PETIÇÃO (MOD) CIVIL E PROC CIVIL
DECLARATÓRIA DE NULIDADE
REPARTIÇÕES PÚBLICAS — PEDIDO DO FISCO - CONDIÇÕES DE ADMISSIBILIDADE
- Recurso
- —
- Tribunal
Resumo do acórdão
- A Fazenda Pública Estadual, ora agravante, não encontrando o executado, nem os coobrigados, solicitou a expedição de ofícios à Companhia Telefônica do Brasil Central, ao Departamento Estadual de Trânsito e aos Cartórios de Registro de Imóveis, a fim de apurar a eventual existência de bens em nome daqueles. - Indeferida a pretensão, da decisão agravou. - A requisição de informações a repartições públicas, a pedido do Fisco, é providência em princípio admissível. Seja porque em proveito da boa administração da justiça, seja porque, às vezes solicitadas diretamente, resultam sem resposta. - "In casu", nenhuma prova há de que a Fazenda Pública Estadual, pelos meios a seu alcance, tenha diligenciado, junto à empresa telefônica ou ao Detran, para obter as informações que agora pretende, por via judicial.
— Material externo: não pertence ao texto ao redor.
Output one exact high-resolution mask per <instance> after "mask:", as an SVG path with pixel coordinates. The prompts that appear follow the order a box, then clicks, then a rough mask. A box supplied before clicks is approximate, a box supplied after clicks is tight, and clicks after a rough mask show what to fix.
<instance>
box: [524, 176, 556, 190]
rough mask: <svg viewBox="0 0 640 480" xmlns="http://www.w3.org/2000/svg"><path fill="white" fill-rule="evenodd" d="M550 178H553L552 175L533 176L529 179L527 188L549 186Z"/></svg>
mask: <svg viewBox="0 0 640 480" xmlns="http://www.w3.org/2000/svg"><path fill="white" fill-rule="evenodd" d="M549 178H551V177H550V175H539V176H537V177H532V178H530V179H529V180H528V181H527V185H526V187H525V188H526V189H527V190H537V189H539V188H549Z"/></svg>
Ademais, a pretensão de se oficiar "aos Cartórios de Registro de Imóveis", sem especificação deles - se os da Comarca, do Município ou do Estado - revela-se evidentemente despropositada, pena de transformar-se a Secretaria do Juízo em Secretaria da Fazenda Pública. - Finalmente, a digna Juíza prolatora da decisão agravada, no despacho de sustentação, informa que o deferimento do pedido importaria em entrave à já assoberbada máquina judiciária da comarca, sabidamente trabalhosa e de avultado expediente forense. - Assim, com a ressalva de que, em princípio, admissível a requisição judicial ("Jurisprudência Mineira", 91/68), "in casu" é ela inconveniente, já que não revelado igual propósito, administrativamente, por parte do Fisco estadual. - Nego, pois, provimento ao agravo. - Custas, na forma da lei. Ac. d
Ementa
A requisição judicial de informações a repartições públicas, a pedido do Fisco, para fazer prova dos fatos pertinentes ao direito postulado, somente é admissível quando a Fazenda Pública não conseguir obtê-las administrativamente, por óbices intransponíveis.